- Born: 1963 Winnipeg, Manitoba
- Education: Carleton University, McGill University
- Occupation: Architect
- Spouse: Deborah Katz
- Practice: Henriquez Partners Architects
- Projects: Woodward's Redevelopment
- Design: Mirvish Village in Toronto $5b Oakridge Park Redevelopment in Vancouver
- Website: henriquezpartners.com

= Gregory Henriquez =

Canadian architect

Gregory Henriquez (born 1963) is a Canadian architect who has designed community-based mixed-use residential, commercial and institutional projects in Vancouver, Toronto, Calgary and Seattle. He is the design principal of Henriquez Partners Architects with studios located in Vancouver, Toronto and more recently Calgary.

==Background==
Henriquez was born in 1963, in Winnipeg, Manitoba, to artist/educator Carol Aaron and architect/artist Richard Henriquez. He received a bachelor's degree in architecture from Carleton University and studied in the history and theory master's program at McGill University, in both programs under Alberto Perez-Gomez. He joined his father's studio after completing his architectural education in 1989, and became its managing partner in 2005.
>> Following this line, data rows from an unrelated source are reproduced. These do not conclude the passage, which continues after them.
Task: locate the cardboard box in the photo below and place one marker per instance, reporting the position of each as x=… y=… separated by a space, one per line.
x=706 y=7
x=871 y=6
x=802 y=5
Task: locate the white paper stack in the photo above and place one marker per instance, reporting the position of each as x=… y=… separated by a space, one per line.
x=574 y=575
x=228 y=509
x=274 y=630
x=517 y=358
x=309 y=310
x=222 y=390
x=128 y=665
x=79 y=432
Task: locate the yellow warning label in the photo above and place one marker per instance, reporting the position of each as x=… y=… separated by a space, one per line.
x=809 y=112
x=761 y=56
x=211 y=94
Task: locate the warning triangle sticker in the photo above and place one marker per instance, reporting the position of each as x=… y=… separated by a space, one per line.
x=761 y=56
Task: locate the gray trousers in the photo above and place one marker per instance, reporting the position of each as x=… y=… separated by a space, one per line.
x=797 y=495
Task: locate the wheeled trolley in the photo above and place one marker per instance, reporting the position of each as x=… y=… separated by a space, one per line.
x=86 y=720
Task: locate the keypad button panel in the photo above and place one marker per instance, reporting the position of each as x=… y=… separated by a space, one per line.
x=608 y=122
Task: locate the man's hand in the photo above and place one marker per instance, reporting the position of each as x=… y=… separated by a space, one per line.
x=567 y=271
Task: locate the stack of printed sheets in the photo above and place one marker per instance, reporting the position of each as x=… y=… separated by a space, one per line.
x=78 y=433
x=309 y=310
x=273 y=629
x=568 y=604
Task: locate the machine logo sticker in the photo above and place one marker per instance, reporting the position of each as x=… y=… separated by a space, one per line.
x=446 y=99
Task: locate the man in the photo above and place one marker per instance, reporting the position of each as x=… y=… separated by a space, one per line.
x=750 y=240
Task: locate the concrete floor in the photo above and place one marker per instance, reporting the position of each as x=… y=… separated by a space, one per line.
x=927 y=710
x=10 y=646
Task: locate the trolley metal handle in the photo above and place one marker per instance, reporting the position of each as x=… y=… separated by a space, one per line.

Among many other projects, Henriquez was involved in the redevelopment of the Woodward's Building, which at $475 million, was at the time (2004-2010), one of the biggest single site developments in Vancouver history. He negotiated with the City of Vancouver on behalf of the developer and consulted with community groups to maintain the project's financial feasibility and meet the neighbourhood's social requirements.

In his many books Towards an Ethical Architecture (2006), Body Heat (2010), Citizen City (2016), Ghetto: Sanctuary for Sale (2021) and How can we live together? (2024) Henriquez discusses the role of the architect in society, and explores the place of ethics, activism and social justice within contemporary practice.